We use the idiomatic expression “sacred cow,” and sometimes don’t know what it means. It comes from a literal sacred cow or sacred bull, which is an actual cow or bull that’s treated with unprecedented respect. In certain religions, a cow is considered so holy that it must never be harmed. What this means is that in some instances, people who adhere to this belief will starve to death rather than kill a sacred cow to eat its meat.
Imagine believing in the sanctity of a cow so much, that you’re willing to die for it. Imagine readily allowing your own children to starve to death rather than killing and eating a sacred cow. Photos abound of starving men, women, and children, their bones sticking out of their ribs, their bellies protruding, and behind them, a cow, healthy and well-fed.
It is not my place to ridicule such beliefs, but like many, I am confounded when innocent children who have no choice in these matters are swept along, harmed by these beliefs simply because they had the random luck of being born to parents who will sit down with them, and explain in sincere detail, with genuine belief, why a cow cannot be a meal. Try to imagine that conversation that a loving parent is having with a beloved child, a child who is literally starving to death. “I want to feed you. I wish I could. But a cow is sacred. More sacred than you or I.”
To many, this is unfathomable. And when something is so unthinkable, it becomes vilified or ridiculed. Most human beings who don’t adhere to or comprehend a belief held by other human beings they don’t know, whose life they haven’t lived, feel superior to whatever that belief is, whatever that sacred cow is, and hence superior to the actual people who believe it. Yes, most of us believe we are better, smarter than others who hold a belief we don’t hold.
I wager that right now, there is someone reading this who got to the part where a parent starves their own child rather than kill a cow, and became furious upon reading it. Never, ever do those people contemplate how this came about, and why it is so vital to some that it even transcends death. Never do angry people stop and think: “How did they come by this belief?”
Or even more profound: “Wait a minute—what are my sacred cows?
Your sacred cow, my sacred cow, doesn’t have to be in a real, live cow. It can be any belief we hold with rigid, blind passion, with never one moment of contemplation: “Could I be wrong about this?”

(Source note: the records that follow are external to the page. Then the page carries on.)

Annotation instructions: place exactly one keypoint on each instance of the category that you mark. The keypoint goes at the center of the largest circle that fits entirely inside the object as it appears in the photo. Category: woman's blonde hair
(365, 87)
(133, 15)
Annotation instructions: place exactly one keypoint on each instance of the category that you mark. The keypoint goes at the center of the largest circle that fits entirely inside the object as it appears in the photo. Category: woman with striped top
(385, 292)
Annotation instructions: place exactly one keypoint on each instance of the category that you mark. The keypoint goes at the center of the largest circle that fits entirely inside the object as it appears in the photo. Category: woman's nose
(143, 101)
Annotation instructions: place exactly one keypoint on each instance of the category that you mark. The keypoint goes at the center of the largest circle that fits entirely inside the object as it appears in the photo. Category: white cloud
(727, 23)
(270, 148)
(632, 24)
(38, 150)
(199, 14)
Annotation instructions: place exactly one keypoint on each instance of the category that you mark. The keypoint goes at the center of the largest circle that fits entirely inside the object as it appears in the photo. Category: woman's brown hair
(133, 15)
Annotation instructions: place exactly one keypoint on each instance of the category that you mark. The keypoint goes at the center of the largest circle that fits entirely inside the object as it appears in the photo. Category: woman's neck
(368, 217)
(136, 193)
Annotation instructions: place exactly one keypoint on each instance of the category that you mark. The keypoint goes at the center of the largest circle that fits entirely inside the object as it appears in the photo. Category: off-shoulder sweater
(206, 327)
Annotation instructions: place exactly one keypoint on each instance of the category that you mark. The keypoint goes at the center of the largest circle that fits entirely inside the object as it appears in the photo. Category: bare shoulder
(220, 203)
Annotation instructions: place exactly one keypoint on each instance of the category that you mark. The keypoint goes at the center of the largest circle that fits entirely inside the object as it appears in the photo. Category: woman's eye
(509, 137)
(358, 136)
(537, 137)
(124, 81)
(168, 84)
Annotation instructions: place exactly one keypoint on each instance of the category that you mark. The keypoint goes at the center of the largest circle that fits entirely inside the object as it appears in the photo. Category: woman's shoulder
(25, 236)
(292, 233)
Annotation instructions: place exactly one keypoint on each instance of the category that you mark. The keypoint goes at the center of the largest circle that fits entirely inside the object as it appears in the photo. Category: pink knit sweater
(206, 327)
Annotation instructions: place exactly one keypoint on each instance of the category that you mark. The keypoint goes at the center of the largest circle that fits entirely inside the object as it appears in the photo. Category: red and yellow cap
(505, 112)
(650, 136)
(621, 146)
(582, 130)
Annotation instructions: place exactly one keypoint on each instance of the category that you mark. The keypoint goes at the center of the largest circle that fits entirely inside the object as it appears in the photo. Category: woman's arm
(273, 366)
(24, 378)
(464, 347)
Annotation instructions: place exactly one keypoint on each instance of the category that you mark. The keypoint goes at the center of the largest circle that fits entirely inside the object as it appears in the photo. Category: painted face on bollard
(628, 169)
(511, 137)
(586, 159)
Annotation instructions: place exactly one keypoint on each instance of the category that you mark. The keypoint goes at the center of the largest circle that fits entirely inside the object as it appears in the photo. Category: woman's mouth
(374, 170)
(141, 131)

None of us see that we all have sacred cows, a belief that might be harmful to us, to our children, a belief we cling to no matter what. We don’t see that we have a belief such as this, but we become angry, frustrated, even vengeful when we see the sacred cow held by others. Thanks to the internet, to Facebook private pages, we gather in groups that reiterate and reinforce only our beliefs. We feel stronger and more secure in those possibly harmful sacred cows because they are taught and retaught to us over and over again.
With this army of believers around us, it is so much easier to ignore any contradictory facts. Our logical brain gives way to our lizard brain—the one that works by emotion only—and it starts to weed out any fact that doesn’t go along with the support of our personal sacred cow.
Where a brain that operates on logic wants to question and rethink, to analyze and re-examine, to utilize a new thought process to improve life, the lizard brain, now in charge, thanks to the sheer amount of support from our group, quivers in fear of contradiction. It makes us terrified of anyone or anything that threatens our sacred cow, even if, in a small, cowering part of our psyche, there is a whisper of, “What if this is wrong? What if I’m harming myself and others with this unbending, adamant belief?”